Maps were an integral part of Tolkien’s world-building. He drew maps and plotted charts as he wrote his stories and devised his invented languages. They were an essential element in creating a believable world.

‘The World about V.Y. 500 after the fall of the Lamps Helkar and Ringil and the first fortification of the North by Melko’. This map is part of a text called the Ambarkanta – The Shape of the World, created in the 1930s.

‘ILU The World: from Númen (West) to Rómen (East)’, 1930s. A map of the world from the text entitled, ‘The Ambarkanta – The Shape of the World’.

Small scale map drawn for the Quenta Silmarillion in the 1930s. It shows the lands of Beleriand which would be covered by the sea at the end of the First Age.

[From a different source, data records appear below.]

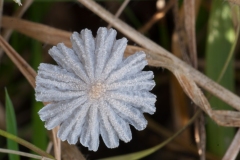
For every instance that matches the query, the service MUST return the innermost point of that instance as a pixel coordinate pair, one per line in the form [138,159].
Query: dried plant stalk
[164,56]
[158,58]
[30,75]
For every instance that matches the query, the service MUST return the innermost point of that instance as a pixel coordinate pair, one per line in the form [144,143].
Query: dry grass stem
[8,151]
[158,58]
[120,10]
[37,31]
[156,17]
[30,75]
[234,148]
[187,76]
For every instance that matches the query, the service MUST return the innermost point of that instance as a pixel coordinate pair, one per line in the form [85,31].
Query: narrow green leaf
[221,36]
[36,14]
[25,143]
[11,126]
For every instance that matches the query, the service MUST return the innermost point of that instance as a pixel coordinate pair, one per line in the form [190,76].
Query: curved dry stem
[212,87]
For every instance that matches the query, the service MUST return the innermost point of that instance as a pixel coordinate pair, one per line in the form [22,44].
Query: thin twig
[156,51]
[30,74]
[120,10]
[234,148]
[23,154]
[157,147]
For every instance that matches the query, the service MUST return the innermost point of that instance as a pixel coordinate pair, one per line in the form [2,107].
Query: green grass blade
[11,126]
[36,14]
[25,143]
[219,42]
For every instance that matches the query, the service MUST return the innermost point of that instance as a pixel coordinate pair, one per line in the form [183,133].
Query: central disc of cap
[97,90]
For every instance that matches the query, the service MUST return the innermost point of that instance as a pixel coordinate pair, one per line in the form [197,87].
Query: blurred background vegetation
[216,33]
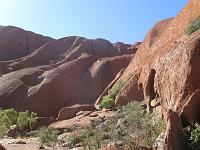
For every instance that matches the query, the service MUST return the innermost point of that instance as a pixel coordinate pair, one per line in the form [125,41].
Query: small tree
[23,120]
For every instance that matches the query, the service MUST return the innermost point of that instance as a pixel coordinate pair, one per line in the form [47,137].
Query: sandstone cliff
[47,75]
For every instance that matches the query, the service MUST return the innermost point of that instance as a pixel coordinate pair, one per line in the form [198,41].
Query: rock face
[47,75]
[16,42]
[170,64]
[70,112]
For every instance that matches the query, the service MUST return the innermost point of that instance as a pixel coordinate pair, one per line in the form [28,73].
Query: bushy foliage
[194,26]
[137,128]
[9,117]
[143,126]
[116,89]
[72,141]
[107,102]
[47,136]
[192,136]
[92,140]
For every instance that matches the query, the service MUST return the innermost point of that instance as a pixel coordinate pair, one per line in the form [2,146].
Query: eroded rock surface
[47,75]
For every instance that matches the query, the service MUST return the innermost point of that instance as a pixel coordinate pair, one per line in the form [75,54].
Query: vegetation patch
[10,117]
[192,136]
[194,26]
[47,136]
[132,126]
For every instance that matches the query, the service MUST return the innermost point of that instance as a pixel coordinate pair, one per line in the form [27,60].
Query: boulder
[173,139]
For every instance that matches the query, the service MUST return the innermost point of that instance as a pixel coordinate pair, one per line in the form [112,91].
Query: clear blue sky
[116,20]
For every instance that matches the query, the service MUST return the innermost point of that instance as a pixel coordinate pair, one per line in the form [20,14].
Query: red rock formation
[16,42]
[70,112]
[166,67]
[2,148]
[169,61]
[59,73]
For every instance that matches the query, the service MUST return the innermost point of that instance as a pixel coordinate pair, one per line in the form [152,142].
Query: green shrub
[137,128]
[23,120]
[143,126]
[3,130]
[107,102]
[194,26]
[116,89]
[73,140]
[8,117]
[192,136]
[47,136]
[91,139]
[32,120]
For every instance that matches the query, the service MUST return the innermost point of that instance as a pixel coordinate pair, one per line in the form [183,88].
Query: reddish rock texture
[169,61]
[16,42]
[70,112]
[56,73]
[166,67]
[2,148]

‘Thror’s Map’ drawn for The Hobbit, 1936. Tolkien wanted the moon runes to shine through from the reverse when the page was held up to the light (as in the text) but this was too difficult or too expensive to achieve in print and they were merely cut and pasted onto the front of the map.

‘Wilderland’, 1937. This pictorial map for The Hobbit shows the perils that lie in wait for the dwarves and the hobbit as they journey over the Edge of the Wild (indicated by a double-ruled line on the left).

Tolkien drew this map as he wrote The Lord of the Rings between 1937 and 1949. It grew physically larger as the story developed, necessitating the addition of extra sheets which were stuck on with brown parcel tape.

Earliest map of the Shire, drawn for The Lord of the Rings, c.1937. There was no map of the Shire in The Hobbit but it was one of the first things that Tolkien drew when he started writing the sequel.

Map of the north-west of Middle-earth, drawn for The Lord of the Rings, c.1948. This is the northern half of a pair of maps that cover the whole theatre of action.

Map of Rohan, Gondor and Mordor drawn so that Tolkien could accurately plot the action as he wrote Book 5 of The Lord of the Rings, c.1948. It was re-drawn for publication in The Return of the King by his son Christopher.

Bird’s eye view of Mordor and Mount Doom, 1940s. This was an early conception of the geography of Mordor. Tolkien altered the relative positions of Barad-dûr and Mount Doom as the story progressed.

An aerial view of Helm’s Deep, c.1942, sketched underneath a written description of the same, from Book 3, ch. 7 of The Lord of the Rings.